Data tells you stories about your business, trends within your customer base, your most and least powerful inventory, what’s hot right now and what might be hot next August.
Content is the vehicle for delivering those stories (in a consumer-friendly fashion) through that multi-channel campaign.
The power of content creation is in our hands. PRs have been creating content forever. SEOs have been getting better and better at creating it over the last 15 years (give or take a few either side). But the crux of this for PRs is that online coverage (the stuff that can be measured) is more valuable for most businesses nowadays than that Sunday paper double page spread you spent days securing. Valuable because it can deliver direct traffic to your business’s website. Valuable because a distinct metric can be applied to it and ROI gleaned.
So yes, PRs need to turn their focus to delivering online coverage, but they can make this even more effective if they switch their focus to content first. Content that demonstrates expertise and integrity; think endorsements, case studies, blogs, videos and webinars. In other words, generate a more impactful ‘sell in’ that is of interest to more than one publication, more than one channel, more than one audience. Don’t just think about journalists, think about bloggers, influencers and consumers. And think about reaching them through digital marketing (paid), editorial (earned), social media (shared), and content (owned) every time.

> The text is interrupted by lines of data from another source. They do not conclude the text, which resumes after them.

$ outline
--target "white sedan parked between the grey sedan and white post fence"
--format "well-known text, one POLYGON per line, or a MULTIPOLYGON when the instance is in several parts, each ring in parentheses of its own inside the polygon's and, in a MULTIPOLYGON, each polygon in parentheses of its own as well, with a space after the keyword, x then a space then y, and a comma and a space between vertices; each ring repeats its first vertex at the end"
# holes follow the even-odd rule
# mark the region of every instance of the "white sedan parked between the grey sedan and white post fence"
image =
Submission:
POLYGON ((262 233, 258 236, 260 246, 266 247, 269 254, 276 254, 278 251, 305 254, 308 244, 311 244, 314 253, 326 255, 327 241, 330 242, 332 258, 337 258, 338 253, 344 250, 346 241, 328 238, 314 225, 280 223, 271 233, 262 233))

That is the opportunity for PR: take ownership of content creation, don’t rely on media to disseminate it for you and work with marketing colleagues to deliver aligned, multi-channel communications.

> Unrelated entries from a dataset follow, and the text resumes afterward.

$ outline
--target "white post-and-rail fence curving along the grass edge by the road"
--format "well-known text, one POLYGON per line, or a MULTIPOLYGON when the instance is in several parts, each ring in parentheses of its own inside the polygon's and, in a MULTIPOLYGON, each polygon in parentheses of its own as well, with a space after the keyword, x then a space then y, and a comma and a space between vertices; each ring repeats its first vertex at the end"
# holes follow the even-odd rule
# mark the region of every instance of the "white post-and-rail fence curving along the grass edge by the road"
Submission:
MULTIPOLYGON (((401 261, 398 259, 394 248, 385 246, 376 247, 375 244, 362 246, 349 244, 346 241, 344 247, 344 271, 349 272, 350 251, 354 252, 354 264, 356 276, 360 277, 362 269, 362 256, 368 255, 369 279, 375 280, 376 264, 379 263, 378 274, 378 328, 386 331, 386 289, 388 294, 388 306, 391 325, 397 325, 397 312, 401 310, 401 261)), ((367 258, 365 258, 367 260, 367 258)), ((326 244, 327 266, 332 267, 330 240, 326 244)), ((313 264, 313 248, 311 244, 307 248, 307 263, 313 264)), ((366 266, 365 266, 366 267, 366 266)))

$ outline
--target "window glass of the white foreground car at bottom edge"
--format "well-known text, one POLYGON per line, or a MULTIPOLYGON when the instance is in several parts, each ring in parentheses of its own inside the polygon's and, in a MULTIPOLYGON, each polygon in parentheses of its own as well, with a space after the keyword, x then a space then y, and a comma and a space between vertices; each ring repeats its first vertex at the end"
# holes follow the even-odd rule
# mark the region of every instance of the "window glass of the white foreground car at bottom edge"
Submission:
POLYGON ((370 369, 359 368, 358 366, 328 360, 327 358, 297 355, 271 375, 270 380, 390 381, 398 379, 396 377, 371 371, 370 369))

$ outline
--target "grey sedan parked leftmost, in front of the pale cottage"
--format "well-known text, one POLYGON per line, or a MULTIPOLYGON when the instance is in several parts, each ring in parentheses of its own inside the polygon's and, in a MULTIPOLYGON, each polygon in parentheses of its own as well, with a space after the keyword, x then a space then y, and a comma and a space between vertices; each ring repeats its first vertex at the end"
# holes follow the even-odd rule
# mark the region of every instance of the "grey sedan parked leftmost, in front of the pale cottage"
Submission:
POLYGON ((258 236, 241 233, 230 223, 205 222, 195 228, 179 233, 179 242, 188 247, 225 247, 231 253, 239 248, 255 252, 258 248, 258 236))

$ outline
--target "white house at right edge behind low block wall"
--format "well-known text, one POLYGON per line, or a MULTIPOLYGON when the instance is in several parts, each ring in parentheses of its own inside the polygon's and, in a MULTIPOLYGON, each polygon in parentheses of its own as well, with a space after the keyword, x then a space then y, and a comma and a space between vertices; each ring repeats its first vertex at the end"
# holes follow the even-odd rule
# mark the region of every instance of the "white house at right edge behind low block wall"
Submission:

The PESO model should bring one and all together, each one’s work layering the others to deliver neatly integrated, well timed, on message campaigns that are measurable and capable of responding to (engaging with) consumer reactions (good or not so good).
So is it a good time to be a generalist?
It is if you know enough about all the various marketing functions and the value of the PESO model.
It is if you have experienced the effectiveness of multi-channel messaging and delivered projects cross-team.
Is it a good time to become a generalist?
I believe that anyone successfully directing a team working to PESO will prove how good a time it is.
I also believe that anyone (anyone willing and diligent) within a successful PESO-modelled team will learn more marketing insights and skills from their colleagues than from most career development training days. Teams living and breathing PESO should naturally encourage disruption and limit rut-sticking. Because when specialists collaborate they ask questions and they push boundaries. This encourages new ideas and testing, and results in learnings, both business and personal.
Marketers should be tackling PESO like the All Blacks approach a scrum - to put numbers on the board and be proud of the results time and time again.